Finden wir es heraus!

Es geschah im Jahr 1999…

…als man in Kohlewerken quer durch eine nördliche Provinz in China verstreut Leichenteile fand. Doch nach einer missglückten Verhaftung, bei der zwei Polizisten ihr Leben verloren, zieht sich unser Protagonist Zhang Zili (Liao Fan; Gewinner des silbernen Bären für besten Hauptdarsteller) zurück und arbeitet als Sicherheitsmann. Fünf Jahre später, stolpert er zufällig in seinen alten Kollegen und dadurch noch zufälliger in einen Fall, der in Korrelation zu jenem aus 1999 steht. In dessen Zentrum befindet sich die mysteriöse Wu Zhizhen (Gwei Lun Mei) und so beginnen die Ermittlungen für Zhang erneut.

Arthouse meets Thriller

Nachdem die anfänglichen Credits in absoluter Stille verschwinden, folgt die Kamera einem Sack, der auf einem mit Kohle beladenen Laster liegt durch Strassen und die weiteren Verarbeitungsschritte, bis eine einzelne Hand auf einem Laufband übrig bleibt.

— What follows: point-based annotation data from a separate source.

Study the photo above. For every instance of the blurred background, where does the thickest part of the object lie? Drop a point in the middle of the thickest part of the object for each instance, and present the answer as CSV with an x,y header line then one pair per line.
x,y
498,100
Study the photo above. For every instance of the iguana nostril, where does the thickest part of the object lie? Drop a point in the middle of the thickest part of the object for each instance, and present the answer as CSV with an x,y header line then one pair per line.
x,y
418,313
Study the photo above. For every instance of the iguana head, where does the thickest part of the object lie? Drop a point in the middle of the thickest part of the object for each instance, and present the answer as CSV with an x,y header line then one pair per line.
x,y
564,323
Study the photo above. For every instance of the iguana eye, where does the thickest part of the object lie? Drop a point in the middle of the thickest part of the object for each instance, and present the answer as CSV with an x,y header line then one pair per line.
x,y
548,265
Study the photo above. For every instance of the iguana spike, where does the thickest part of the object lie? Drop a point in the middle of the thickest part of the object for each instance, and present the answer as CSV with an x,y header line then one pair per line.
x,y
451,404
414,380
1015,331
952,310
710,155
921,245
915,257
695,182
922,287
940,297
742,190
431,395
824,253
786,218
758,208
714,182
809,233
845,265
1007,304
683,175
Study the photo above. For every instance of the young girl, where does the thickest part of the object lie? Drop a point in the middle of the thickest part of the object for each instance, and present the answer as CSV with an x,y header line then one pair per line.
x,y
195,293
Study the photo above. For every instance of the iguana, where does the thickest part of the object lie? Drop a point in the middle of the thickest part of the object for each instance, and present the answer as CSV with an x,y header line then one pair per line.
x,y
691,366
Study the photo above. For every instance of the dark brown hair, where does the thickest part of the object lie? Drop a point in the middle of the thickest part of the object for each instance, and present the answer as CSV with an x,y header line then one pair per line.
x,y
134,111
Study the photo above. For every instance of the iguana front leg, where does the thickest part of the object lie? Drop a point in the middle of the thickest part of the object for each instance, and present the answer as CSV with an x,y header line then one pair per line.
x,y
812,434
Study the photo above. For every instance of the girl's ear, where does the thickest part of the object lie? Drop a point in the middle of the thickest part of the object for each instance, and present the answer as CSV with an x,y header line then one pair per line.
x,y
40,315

Generell scheint es, als ob der Regisseur Yi’nan Diao gerne einen experimentelleren Arthouse Film gemacht hätte, den Feuerwerk am helllichten Tage wirkt, als hätte er seine kreativen Kamerafahrten in eine Handlung hineingezwängt.

Immer wieder wird der Erzählfluss unterbrochen, um einen stilistischen Kunstgriff in den Vordergrund stellen. Da fährt halt mal so eine Kamera aus einem Tunnel heraus und dreht zwei Kreise im Schnee nur um den Zuschauer danach aufzuklären, dass das die Point of View eines Motorrades war. In einer anderen Szene befinden wir uns auf einem „Eislaufplatz“, in gelbes Licht getaucht, während die Darsteller scheinbar ewig lang ins Dunkel schlittern.

Dass dadurch sowohl die Charaktere als auch das Mysterium dieser Morde in den Hintergrund gedrängt werden und die Verbindung zum Publikum aufs Spiel gesetzt wird, scheint hingenommen zu werden, wenn nicht sogar beabsichtigt zu sein.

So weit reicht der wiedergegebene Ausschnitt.